The birth of Jesus was the turning point in history. We are meant to turn it over in our minds, emulating Mary who treasured the facts
and sought to understand them. It was not the only time she wrestled to understand the words and ways of the Son she bore. He puzzled her on his visit to the temple (Luke 2:41-52) , and seemed to contradict her at the wedding in Cana (John 2:3-4). Her grasp of the mission of
her off-spring was not perfect but she was willing to learn and took things to heart.
Someone (either Luke or another informant) was entrusted with the secrets of Mary's musings, and Joseph, too, must have confided his original misgivings to a reliable friend. Such disclosures are proof that as we read the New Testament record we are very close to all that it describes. Real people over and over again turn over to us their heart's response to the happenings they relate. We are the heirs of trustworthy testimony. The gospel is true. Mary, Joseph, and a crowd of witnesses say so. They tell us things to Jesus' credit that are not necessarily to theirs, but they make the story of Jesus credible and convincing. It is all "inside information" that we are to take inside and turn over in our minds and treasure in our hearts.
Jesus' parents, disciples, followers, and those blessed by him in various ways, tell of their knowledge of him and how he affected them in his life and ministry. Christmas, like all the seasons of the Christian year, challenges us to think upon him and consider how he affects us.
We are to read the memoirs preserved in the Gospels and let the facts revolve in our minds until we come to a settled conclusion about
Jesus and acknowledge him as God's Son and our Saviour. Our faith, strong and mature, is to emerge from honest meditation and a candid interrogation of the divine text. In the Book of God our meeting with Jesus is as vivid and real as that experienced by those who knew him
in the flesh. "We proclaim to you what we have seen and heard, so that you may also have fellowship with us. And our fellowship is with the Father, and with his Son, Jesus Christ" (1 John 1: 3).
We may encounter him, now risen, just as truly as did the shepherds at his birth (Johann Bengel calls these humble men the first evangelists), as did Anna and Simeon in the temple, as did the disciples throughout his ministry. Luther has summed it up perfectly in saying that the Bible is the crib in which we find Jesus. He comes to us in the Word. There we find him in the thoughts, words, and descriptions of those who knew him intimately. We feel him through the racing pulses of those that knew his company whenever he appeared, spoke, or acted before them. The spirits of human witnesses still speak to us through the carefully preserved text. The Spirit of God addresses us as we revolve their memories in our minds, and the act of shared remembrance becomes real knowledge of Jesus that is sweet and saving.
Enduring faith and understanding come through pondering "these things" as did Mary. We cannot skim-read our way to Christ, give him half an ear, or glance at him quickly with the inner eye. The Bible affords perception and comprehension to those who study the Word and
ruminate upon its wonders. Its tidings become treasures.
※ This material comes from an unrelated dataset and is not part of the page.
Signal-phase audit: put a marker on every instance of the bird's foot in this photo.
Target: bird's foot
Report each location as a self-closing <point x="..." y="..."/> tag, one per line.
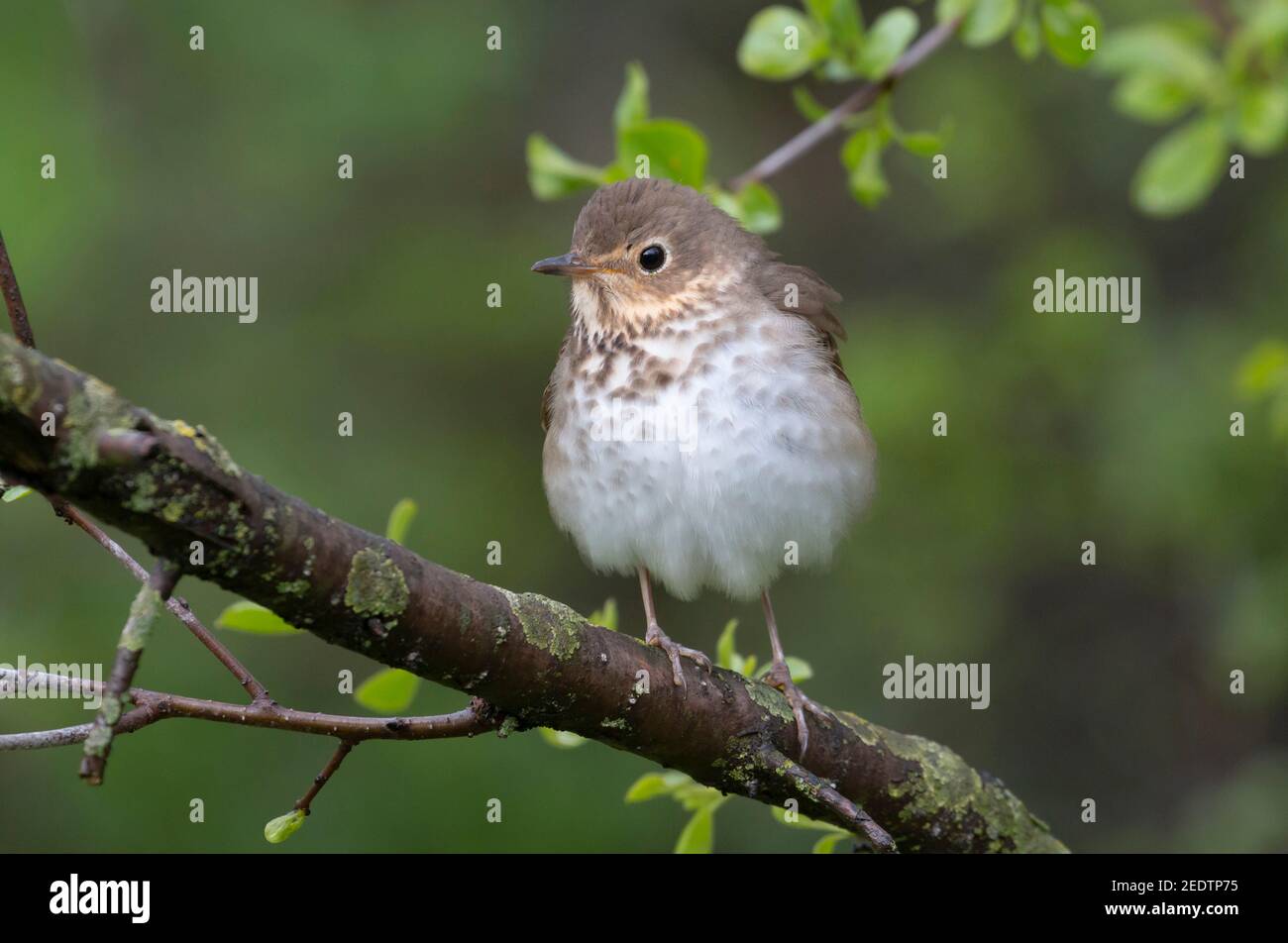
<point x="656" y="637"/>
<point x="780" y="677"/>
Treasures are enjoyed when they are turned over and over, fondly felt, and closely examined with the eye. When priceless diamonds are put on public display they are placed on a revolving pedestal beneath a brilliant light so that they may be viewed from every angle in their full splendour. The things of Christ are to be considered from every aspect. Every beam of spiritual illumination is to be trained upon them as they turn before us in our daily reading and ensuing contemplation. Slowly we realize the wealth of the word as we become its students like Mary, wondering at the ways of God. She hid things in her heart only to open them to us through storytellers such as Luke. Surely there is great validity in the remark of Alexander Whyte when he opines: "If we are to apply this sure principle to Mary's case 'According to your faith so be it unto you,' then Mary must surely wear the crown as the mother of all them who believe on her Son. If Abraham's faith has made him the father of all them who believe, surely Mary's faith entitles her to be called mother".